Erstellt: Aktualisiert:

Von: Philipp Daum

Kommentare

Zeit zum Eingewöhnen gab es für ihn kaum: Jürgen van der Horst (parteilos) ist seit 100 Tagen Landrat in Waldeck-Frankenberg.
Zeit zum Eingewöhnen gab es für ihn kaum: Jürgen van der Horst (parteilos) ist seit 100 Tagen Landrat in Waldeck-Frankenberg. © Philipp Daum

Seit 100 Tagen ist er Landrat in Waldeck-Frankenberg. Im Interview mit unserer Zeitung spricht Jürgen van der Horst (parteilos) über seine ersten Wochen an der Spitze des Landkreises sowie die künftigen Aufgaben und Herausforderungen, denen er sich stellen will.

Zeit zum Eingewöhnen hatten Sie nicht. Die Corona-Pandemie ist allgegenwärtig. Ende Februar begann der Ukraine-Krieg, und der Landkreis muss sich jetzt unter anderem um die Unterbringung von Flüchtlingen kümmern. Wie haben Sie die ersten Wochen seit Ihrem Dienstantritt empfunden?
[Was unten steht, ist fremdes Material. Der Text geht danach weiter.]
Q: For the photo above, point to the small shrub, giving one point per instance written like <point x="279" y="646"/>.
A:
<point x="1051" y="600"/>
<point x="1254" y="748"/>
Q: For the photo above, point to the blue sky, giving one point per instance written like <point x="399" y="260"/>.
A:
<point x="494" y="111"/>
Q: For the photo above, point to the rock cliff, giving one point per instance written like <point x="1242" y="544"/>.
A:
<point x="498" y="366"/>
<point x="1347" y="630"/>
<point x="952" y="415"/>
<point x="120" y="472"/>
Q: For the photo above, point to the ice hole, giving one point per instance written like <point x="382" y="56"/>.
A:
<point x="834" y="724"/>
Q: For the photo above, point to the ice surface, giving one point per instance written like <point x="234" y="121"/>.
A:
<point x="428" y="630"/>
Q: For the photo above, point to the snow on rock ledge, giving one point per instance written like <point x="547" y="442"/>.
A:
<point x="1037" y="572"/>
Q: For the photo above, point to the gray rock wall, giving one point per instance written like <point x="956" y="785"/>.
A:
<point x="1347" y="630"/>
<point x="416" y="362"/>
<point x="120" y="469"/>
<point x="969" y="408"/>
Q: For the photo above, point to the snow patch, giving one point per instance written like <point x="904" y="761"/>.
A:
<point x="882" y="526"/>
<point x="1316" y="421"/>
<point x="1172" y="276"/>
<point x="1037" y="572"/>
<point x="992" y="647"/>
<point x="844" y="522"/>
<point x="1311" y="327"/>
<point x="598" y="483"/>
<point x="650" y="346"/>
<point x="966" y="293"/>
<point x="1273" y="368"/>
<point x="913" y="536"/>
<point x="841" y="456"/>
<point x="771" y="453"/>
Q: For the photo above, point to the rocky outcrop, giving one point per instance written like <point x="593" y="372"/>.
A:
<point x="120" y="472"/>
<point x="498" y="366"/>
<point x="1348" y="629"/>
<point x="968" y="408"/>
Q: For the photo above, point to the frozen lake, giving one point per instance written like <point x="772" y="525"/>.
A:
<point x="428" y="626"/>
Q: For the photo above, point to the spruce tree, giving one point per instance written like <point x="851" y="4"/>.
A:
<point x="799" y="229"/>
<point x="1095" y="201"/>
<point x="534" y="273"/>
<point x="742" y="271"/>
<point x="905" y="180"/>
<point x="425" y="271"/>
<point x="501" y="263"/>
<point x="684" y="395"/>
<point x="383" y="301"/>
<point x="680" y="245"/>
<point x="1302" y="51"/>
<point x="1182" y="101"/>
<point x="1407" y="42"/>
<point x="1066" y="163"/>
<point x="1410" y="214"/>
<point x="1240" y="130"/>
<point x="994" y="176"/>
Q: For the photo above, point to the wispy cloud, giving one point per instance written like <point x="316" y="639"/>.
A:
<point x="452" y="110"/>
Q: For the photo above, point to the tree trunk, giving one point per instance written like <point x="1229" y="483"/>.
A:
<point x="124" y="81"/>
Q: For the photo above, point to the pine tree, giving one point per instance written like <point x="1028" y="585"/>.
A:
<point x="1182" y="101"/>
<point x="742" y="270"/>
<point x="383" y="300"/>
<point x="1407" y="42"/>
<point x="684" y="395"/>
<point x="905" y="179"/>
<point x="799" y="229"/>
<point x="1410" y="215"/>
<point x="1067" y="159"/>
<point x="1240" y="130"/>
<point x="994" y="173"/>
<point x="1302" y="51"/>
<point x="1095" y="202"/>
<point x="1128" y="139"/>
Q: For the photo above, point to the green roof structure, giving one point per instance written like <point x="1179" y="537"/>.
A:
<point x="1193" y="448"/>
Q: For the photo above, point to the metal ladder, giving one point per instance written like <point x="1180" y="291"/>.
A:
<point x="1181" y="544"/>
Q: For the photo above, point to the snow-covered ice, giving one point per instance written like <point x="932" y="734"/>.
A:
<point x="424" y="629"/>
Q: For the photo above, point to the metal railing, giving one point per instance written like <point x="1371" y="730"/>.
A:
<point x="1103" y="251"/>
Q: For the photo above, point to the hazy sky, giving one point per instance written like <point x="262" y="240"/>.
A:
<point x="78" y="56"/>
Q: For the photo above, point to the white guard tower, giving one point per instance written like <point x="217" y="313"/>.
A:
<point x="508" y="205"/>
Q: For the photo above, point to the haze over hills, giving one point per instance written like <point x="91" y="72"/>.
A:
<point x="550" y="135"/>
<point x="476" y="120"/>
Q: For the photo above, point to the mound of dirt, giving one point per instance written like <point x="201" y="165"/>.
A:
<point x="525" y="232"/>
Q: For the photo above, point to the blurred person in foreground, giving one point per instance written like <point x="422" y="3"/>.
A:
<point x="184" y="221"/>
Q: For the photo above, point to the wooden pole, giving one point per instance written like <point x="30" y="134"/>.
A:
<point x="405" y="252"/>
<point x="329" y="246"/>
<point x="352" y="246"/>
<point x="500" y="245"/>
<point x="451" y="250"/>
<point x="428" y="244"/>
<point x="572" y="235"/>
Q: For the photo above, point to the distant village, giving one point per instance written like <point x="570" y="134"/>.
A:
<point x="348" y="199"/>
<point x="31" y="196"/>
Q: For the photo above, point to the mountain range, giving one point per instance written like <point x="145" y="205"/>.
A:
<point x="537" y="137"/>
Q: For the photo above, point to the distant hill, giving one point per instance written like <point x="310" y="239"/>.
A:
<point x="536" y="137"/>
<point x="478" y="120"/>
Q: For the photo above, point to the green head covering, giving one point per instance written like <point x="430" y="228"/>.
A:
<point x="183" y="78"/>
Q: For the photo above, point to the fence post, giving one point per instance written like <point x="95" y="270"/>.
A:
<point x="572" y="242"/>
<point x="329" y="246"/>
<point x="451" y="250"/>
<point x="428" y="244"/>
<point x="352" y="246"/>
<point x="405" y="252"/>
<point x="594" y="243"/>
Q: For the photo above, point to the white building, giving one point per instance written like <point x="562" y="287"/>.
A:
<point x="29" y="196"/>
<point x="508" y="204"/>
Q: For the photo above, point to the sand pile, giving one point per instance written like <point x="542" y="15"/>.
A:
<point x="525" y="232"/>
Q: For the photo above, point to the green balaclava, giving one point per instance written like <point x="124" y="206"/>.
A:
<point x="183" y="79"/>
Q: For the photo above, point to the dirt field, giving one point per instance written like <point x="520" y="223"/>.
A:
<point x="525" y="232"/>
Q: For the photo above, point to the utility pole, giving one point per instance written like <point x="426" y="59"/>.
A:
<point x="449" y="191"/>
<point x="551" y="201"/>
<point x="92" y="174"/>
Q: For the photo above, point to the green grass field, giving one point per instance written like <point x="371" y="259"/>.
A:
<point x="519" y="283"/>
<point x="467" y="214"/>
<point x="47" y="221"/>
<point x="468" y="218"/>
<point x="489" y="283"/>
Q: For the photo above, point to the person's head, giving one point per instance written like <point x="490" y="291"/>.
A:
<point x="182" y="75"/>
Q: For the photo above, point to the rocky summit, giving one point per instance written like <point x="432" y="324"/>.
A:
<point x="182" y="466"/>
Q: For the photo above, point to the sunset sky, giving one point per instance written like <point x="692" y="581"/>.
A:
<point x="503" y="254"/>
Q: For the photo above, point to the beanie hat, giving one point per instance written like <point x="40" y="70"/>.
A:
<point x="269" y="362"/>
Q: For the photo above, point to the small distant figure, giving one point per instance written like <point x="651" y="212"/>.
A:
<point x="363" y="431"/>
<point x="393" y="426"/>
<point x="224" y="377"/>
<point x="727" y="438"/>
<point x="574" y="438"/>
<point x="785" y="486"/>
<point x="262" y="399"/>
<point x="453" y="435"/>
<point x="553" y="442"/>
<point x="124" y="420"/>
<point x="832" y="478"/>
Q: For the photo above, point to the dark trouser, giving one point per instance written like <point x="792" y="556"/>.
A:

Ein Warmlaufen hat es nicht gegeben, das ist korrekt. Dies hatte ich aber auch nie als Ziel für mich formuliert. Viele Projekte sind ohnehin ad hoc fortzusetzen. Das Krisenmanagement erfordert ebenfalls ein sofortiges und entschlossenes Handeln. Schade ist natürlich, dass hierbei wenig Zeit blieb, sich auch persönlich überall vorzustellen. Ich habe deshalb leider noch nicht in allen Fachdiensten erste Gespräche und Kontakte knüpfen können. Das wird aber noch passieren, dafür werde ich mir die notwendige Zeit nehmen. Ich habe mir mit Blick auf die personelle Entwicklung in der Kreisverwaltung ehrgeizige Ziele gesetzt. Allerdings musste ich etwas auf die Bremse treten, da ich schlichtweg noch nicht in allen Fachdiensten und Abteilungen gewesen bin.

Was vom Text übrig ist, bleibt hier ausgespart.